With this post, I have managed to make my way through 50 lines of Hamlet. But this is not an occasion for celebrating; I just need to tuck my head down and keep analyzing, if I’m ever going to make it to 150, or 1,500. The finish line is impossibly distant.
Just a quick report today, then. Horatio repeats his earlier injunction to the Ghost, including the same word, “charge.” For someone who supposedly possesses a lot of book-smarts on the subject of the supernatural, Horatio is making a poor show. In his defense, he is harrowed, but it’s still Rhetoric 101 that if one tactic doesn’t work to needle your opponent, you should try something else.
Marcellus’s line once again functions as a sort of verbal stage direction, the kind which often helps Shakespeare’s editors to know when to insert stage directions indicating exits. In this case, though, the original versions of the script all include an explicit stage direction, although they are all a bit different. “Exit Ghost” is from Q2, whereas the First Folio reads “Exit the Ghost” — the kind of textual difference so minor and irrelevant, it’s almost embarrassing to bring it up. Its chief value is not insight into the play, but insight into the printing process; editors and typesetters in Shakespeare’s day did whatever they liked with scripts, and especially with stage directions. Nothing’s sacred.
In the First Quarto, two lines very much like these ones do appear (Horatio repeats “by heaven,” and Marcellus says “makes no answer” instead of “will not answer”), but according to the stage directions, the Ghost is already off stage. In Q1, the stage direction occurs between Marcellus’s “It is offended” and Barnardo’s “See, it stalks away” — which is a much more logical place to indicate an exit, since Barnardo’s line comments directly upon that act. It’s also a good reminder that exiting a stage takes time — the Ghost might conceivably still be exiting by the end of Marcellus’s last line, above.

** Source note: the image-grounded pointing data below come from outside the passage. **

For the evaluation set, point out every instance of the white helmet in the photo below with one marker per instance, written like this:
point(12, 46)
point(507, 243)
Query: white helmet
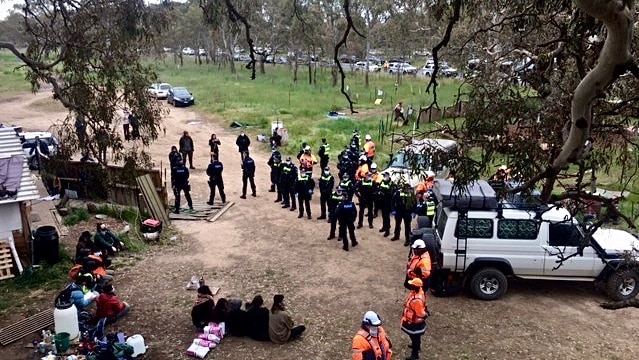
point(371, 318)
point(419, 244)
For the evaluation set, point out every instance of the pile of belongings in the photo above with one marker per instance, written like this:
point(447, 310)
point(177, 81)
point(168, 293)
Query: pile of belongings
point(211, 336)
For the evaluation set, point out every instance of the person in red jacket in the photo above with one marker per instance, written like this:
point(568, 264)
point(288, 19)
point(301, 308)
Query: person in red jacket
point(109, 306)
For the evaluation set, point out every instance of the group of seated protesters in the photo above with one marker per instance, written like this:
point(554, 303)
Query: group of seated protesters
point(92, 278)
point(255, 321)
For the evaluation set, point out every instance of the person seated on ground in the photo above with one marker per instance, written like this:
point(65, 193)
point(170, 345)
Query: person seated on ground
point(84, 243)
point(257, 319)
point(280, 323)
point(107, 241)
point(220, 311)
point(202, 312)
point(235, 318)
point(109, 306)
point(80, 288)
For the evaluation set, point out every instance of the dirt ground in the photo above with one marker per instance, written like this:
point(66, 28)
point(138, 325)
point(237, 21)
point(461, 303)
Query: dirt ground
point(259, 248)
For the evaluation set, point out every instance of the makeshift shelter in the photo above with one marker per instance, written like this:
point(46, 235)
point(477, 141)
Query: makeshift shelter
point(17, 189)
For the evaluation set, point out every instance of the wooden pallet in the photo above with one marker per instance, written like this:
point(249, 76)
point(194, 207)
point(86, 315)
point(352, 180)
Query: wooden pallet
point(26, 326)
point(6, 260)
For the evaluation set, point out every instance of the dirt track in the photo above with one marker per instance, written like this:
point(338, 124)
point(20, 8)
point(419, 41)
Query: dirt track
point(259, 248)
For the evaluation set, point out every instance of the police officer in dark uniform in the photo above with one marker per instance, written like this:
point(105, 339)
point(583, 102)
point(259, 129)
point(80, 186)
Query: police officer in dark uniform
point(180, 182)
point(304, 188)
point(275, 163)
point(334, 201)
point(326, 184)
point(287, 184)
point(403, 206)
point(365, 190)
point(214, 171)
point(324, 154)
point(346, 214)
point(248, 174)
point(384, 199)
point(347, 186)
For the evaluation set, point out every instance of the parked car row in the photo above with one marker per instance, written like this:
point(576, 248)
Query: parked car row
point(176, 96)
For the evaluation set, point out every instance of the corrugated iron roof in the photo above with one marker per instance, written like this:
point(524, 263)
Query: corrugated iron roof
point(10, 145)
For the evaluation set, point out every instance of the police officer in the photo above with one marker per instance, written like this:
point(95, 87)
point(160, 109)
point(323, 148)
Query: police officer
point(287, 184)
point(334, 201)
point(214, 171)
point(324, 154)
point(365, 190)
point(304, 187)
point(403, 206)
point(275, 163)
point(346, 214)
point(384, 199)
point(347, 186)
point(179, 183)
point(248, 174)
point(326, 184)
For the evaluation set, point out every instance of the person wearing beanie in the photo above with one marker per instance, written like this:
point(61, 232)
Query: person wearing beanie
point(280, 325)
point(202, 311)
point(109, 305)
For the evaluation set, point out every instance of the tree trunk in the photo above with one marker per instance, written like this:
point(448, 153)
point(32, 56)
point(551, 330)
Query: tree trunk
point(617, 18)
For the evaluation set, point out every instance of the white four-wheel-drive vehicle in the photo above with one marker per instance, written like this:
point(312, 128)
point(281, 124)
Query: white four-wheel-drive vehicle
point(484, 241)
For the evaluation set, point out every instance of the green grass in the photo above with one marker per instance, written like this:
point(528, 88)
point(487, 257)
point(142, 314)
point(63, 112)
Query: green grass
point(13, 79)
point(76, 216)
point(302, 107)
point(44, 278)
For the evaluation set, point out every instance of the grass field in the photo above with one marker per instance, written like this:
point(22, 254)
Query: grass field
point(302, 107)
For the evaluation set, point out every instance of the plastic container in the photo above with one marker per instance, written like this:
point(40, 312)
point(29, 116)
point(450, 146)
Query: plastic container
point(46, 245)
point(65, 318)
point(137, 342)
point(62, 342)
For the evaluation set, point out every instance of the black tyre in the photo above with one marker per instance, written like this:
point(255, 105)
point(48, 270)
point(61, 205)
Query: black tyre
point(423, 222)
point(488, 284)
point(623, 285)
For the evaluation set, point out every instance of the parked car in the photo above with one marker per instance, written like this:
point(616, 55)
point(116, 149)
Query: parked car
point(180, 96)
point(159, 91)
point(361, 66)
point(484, 240)
point(28, 142)
point(401, 67)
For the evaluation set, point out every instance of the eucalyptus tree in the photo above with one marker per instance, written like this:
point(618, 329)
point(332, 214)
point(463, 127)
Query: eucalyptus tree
point(89, 53)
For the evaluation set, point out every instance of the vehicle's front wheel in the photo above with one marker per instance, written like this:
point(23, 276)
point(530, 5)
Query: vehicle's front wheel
point(623, 284)
point(488, 284)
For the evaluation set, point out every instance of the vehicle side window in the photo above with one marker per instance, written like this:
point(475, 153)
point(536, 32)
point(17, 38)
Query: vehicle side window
point(564, 235)
point(517, 229)
point(474, 228)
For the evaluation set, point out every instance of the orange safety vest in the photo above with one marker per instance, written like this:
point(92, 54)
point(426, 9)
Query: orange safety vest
point(422, 262)
point(363, 341)
point(369, 148)
point(415, 308)
point(362, 170)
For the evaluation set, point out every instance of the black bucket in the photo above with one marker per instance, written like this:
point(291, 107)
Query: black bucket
point(45, 245)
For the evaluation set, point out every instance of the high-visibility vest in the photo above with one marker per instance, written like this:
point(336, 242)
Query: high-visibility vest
point(430, 208)
point(415, 308)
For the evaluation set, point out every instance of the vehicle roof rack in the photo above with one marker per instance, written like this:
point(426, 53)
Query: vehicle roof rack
point(478, 195)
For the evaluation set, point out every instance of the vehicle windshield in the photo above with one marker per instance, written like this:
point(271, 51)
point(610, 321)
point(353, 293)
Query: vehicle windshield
point(410, 161)
point(181, 92)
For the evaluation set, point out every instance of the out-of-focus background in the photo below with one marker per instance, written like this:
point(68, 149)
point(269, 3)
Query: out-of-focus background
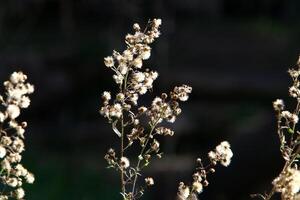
point(235, 54)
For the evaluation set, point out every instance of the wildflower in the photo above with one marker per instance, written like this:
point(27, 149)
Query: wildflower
point(11, 142)
point(294, 92)
point(29, 178)
point(137, 63)
point(290, 116)
point(124, 162)
point(19, 193)
point(109, 61)
point(106, 96)
point(197, 186)
point(183, 191)
point(2, 152)
point(13, 111)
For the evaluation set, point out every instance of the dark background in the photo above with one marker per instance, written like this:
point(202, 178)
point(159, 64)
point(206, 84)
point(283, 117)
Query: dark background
point(235, 54)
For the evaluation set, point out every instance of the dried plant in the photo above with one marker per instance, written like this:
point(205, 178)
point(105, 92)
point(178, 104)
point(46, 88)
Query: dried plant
point(13, 174)
point(288, 181)
point(133, 123)
point(222, 154)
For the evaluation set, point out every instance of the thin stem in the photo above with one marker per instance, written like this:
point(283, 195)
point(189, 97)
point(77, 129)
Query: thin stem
point(139, 160)
point(123, 90)
point(122, 154)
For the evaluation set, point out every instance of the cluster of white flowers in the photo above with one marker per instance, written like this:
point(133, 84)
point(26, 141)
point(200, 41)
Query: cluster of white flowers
point(164, 109)
point(128, 70)
point(288, 183)
point(12, 135)
point(130, 120)
point(222, 154)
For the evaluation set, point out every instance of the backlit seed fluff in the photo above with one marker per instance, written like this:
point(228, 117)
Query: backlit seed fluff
point(138, 63)
point(19, 193)
point(197, 186)
point(13, 111)
point(109, 61)
point(2, 151)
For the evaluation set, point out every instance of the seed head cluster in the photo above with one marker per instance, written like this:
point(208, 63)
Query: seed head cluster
point(13, 173)
point(222, 154)
point(132, 122)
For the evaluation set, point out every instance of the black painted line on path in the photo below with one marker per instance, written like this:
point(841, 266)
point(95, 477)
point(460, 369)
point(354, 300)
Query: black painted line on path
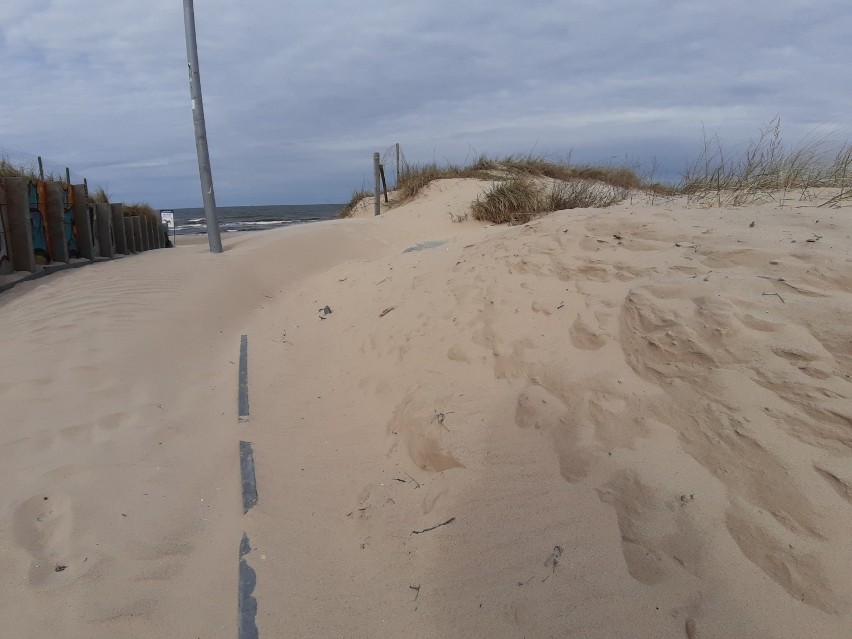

One prevalent theory about the First Quarto is that it came from a direct observer of the Globe’s production. It would seem to be a daunting task for a spectator, scribbling down (or memorizing?) an entire play, but Elizabethans were supposedly good at “conning” speeches, so who knows? Another theory is that the actor who played Marcellus dictated the script to a compositor, according to his best memory of the scenes (scholars accuse Marcellus of this because the scenes where he appears are closest to the Q2 version). In either case, seeing “Exit Ghost” a few lines earlier in Q1 should be a reliable indicator of original stage practice. It’s nice to have access to an accurate Ghost Tracker.